Speaking of farmers in India, heard the one about the US Federal Raisin Reserve? It’s not really called that – it’s actually the National Raisin Reserve – but those raisins stored in California warehouses belong to a post-World War II stash created by government decree.
Apparently, the US government forces raisin producers to give it part of their annual crop to prevent oversupply. The US Department of Agriculture had been authorized since 1937 to keep commodity prices, including those for raisins, steady by managing supply.
It takes the dried fruit without payment and this has created enough tension for it to get to the Supreme Court and a challenge that might overturn the whole system.
What’s wrong with letting market forces determine the price of raisins rather than the US government doing so (by force)?

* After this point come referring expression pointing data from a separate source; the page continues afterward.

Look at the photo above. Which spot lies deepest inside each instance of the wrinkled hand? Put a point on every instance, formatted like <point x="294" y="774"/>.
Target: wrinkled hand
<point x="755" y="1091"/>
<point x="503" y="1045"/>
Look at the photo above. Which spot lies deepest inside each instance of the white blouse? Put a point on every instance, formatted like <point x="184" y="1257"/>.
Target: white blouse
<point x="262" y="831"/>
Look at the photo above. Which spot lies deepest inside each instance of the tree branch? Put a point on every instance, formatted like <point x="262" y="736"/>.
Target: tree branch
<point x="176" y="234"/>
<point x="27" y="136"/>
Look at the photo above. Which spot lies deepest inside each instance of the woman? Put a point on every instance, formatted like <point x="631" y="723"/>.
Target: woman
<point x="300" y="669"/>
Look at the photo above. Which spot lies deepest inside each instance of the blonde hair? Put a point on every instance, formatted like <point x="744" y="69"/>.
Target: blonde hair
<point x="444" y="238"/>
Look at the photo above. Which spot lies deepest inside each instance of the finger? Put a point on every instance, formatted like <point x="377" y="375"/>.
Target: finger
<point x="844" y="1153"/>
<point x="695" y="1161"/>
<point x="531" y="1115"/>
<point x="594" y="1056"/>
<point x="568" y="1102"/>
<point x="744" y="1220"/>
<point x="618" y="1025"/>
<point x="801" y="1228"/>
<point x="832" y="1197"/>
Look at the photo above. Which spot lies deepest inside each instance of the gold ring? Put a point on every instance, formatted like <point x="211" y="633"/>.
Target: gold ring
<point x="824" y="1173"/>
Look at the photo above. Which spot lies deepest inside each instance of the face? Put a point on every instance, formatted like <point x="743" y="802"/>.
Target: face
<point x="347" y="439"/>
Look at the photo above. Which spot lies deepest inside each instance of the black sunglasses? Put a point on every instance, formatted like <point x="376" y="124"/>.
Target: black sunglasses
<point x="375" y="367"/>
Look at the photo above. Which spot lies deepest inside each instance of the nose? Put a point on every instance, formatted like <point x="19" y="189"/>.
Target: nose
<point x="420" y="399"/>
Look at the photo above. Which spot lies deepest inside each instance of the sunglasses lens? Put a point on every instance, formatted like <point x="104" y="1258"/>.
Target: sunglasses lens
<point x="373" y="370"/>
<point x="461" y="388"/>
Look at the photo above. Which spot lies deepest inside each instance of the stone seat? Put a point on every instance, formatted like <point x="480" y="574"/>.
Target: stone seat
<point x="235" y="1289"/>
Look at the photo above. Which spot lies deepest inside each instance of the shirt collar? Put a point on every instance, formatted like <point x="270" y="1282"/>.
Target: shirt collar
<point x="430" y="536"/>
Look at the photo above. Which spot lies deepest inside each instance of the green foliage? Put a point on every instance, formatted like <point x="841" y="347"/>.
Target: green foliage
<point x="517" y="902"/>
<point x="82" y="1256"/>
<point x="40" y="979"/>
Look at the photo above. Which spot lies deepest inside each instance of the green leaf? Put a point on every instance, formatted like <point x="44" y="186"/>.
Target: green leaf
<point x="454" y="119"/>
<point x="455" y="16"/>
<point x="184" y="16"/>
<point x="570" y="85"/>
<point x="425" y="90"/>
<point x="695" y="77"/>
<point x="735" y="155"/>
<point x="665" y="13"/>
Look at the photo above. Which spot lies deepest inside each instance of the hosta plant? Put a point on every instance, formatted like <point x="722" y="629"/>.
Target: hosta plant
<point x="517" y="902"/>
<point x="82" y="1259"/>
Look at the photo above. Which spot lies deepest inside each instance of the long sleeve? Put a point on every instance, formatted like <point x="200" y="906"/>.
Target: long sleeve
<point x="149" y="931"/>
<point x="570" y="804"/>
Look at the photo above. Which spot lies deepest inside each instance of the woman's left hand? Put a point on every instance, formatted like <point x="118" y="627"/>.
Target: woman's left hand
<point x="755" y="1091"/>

Several Supreme Court judges have expressed doubt about the whole procedure, two California farmers are citing the Constitution, which forbids the taking of private property without “just compensation” and everyone seems to be generally puzzled that such a system is allowed to persist in the 21st century. Justice Antonin Scalia has compared it to old-style Russian central planning and Justice Elena Kagan has called it a “weird historical anomaly.”
To understand exactly how much of an anomaly, consider this: a Raisin Administrative Committee decides the percentage of crop the raisin handlers must turn over to the government each year. These are called reserves and they are not sold on the open market – they are donated to federal agencies, charities, foreign governments – any profits are used to fund the Raisin Administrative Committee. Any excess goes back to the producers.
What a rigorous and roundabout way of keeping prices steady. Whatever happened to the free market?
Or is the lesson the following: that the market can only be free because of insidious controls?